There is something so hugely disheartening about working on something for months and months and months and putting a lot of effort into it, only for no one to witness it. I know I’m going to lose a lot of money this year. I honestly don’t expect any sell outs or awards or even necessarily anything to come from this fringe. All I want is to do my show for people. People, not person. I’m hoping it picks up again this evening or I’ll start to consider just going home and reciting it infront of a mirror and saving my money.

My problem is, I really can’t be miserable. I’m trying today. Really really trying. But so far trying has involved me telling Tom he’s a ‘garage’ and various other things (this works by whenever he says something eg ‘is that a garage’, I respond with ‘you’re a garage’. This has escalated to him now being a ‘panini’ and ‘not a Scottish Institution’). Also, I keep remembering that apart from the shitstorm of my lack of show, and a couple of other not nice things that shall be excluded from bloggery, yesterday was actually good. Here’s some good thangs from Sunday:

– Turns out Keith Farnan and Tiernan Douieb’s free pub quiz at the Cow Cafe on Sundays – or as we like to call it ‘Have I Got Moos For You’ – is the awesomest pub quiz ever, despite some very hard questions. It also turns out Keith can’t do film noir and I can’t do a spaghetti western. It shall happen again next week and if you’re lucky I might do a dalek voice again.

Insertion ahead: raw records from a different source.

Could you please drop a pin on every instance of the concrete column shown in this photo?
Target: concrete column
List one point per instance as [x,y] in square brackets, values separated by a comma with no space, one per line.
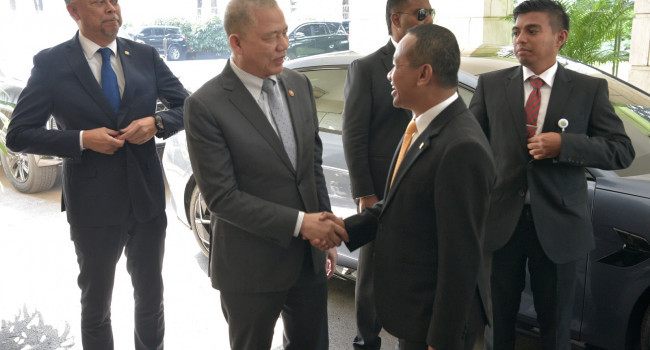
[640,48]
[479,25]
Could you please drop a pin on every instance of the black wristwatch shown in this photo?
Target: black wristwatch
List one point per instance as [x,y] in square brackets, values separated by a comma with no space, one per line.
[159,126]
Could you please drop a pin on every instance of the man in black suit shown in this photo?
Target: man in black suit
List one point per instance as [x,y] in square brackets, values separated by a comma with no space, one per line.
[113,188]
[372,128]
[428,230]
[252,135]
[545,124]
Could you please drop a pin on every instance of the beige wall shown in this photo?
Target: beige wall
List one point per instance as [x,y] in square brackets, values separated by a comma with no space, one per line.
[477,24]
[640,48]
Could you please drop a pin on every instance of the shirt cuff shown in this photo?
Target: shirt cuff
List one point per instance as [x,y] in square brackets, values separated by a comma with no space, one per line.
[296,231]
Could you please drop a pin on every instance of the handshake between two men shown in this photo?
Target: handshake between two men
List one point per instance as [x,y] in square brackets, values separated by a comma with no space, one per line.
[323,230]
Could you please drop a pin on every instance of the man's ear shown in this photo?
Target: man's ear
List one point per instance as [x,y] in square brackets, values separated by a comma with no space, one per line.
[235,43]
[425,73]
[72,10]
[561,37]
[395,20]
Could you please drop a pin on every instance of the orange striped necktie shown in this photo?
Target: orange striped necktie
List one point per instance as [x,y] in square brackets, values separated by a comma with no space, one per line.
[532,106]
[408,136]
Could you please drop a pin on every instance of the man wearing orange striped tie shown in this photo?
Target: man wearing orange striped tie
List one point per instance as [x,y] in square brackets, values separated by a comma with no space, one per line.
[429,277]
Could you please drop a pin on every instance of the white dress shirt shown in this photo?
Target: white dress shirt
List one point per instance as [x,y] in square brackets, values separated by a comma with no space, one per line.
[549,77]
[254,85]
[94,59]
[422,121]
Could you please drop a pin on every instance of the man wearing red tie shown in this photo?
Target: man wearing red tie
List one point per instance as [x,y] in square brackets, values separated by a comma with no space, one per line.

– The Stand Late Show is excellent. I did a set. I think it went well. I was drunk. I really honestly don’t know.

– I tried Red Eye, which is tomato juice in beer. Sounds wrong but totally works. It was all the Johansson’s fault and I may now be a tad addicted. Though I will have to call it beermato juice. This and the peamar buttmite sandwiches state that this is a week for experimentation. I worry what will happen today. If anyone finds me drinking a smoothie with petrol in it, please stop me.

– Steph Ashford has made me a full bag of the awesomest food to keep me alive during Edinburgh. This is truly brilliant. I like food bags. Not the cellophane ones. Though they are handy for sandwich keeping. You can’t eat them though. Or maybe you can. Uh oh. Experiment number three might involve choking on plastic.

– I kissed Michael Legge. Well only on the cheek. Take that how you will.

– Second day of Quiz In My Pants was much fun. Yesterday’s had me improving a mating ritual that anywhere else could possibly get me sectioned. It is an awesome show and its free, so you should all go to the Dragonfly at 4.20 everyday to see it.

That is it. Brief blog today cos I’m going to have a walk and think about how to persuade people to come and see my show. I may just do it all in dalek voice. Or in my Bedinburgh. Or both. Experiment number 4 sorted. This is of course if I have a show to do. Sigh.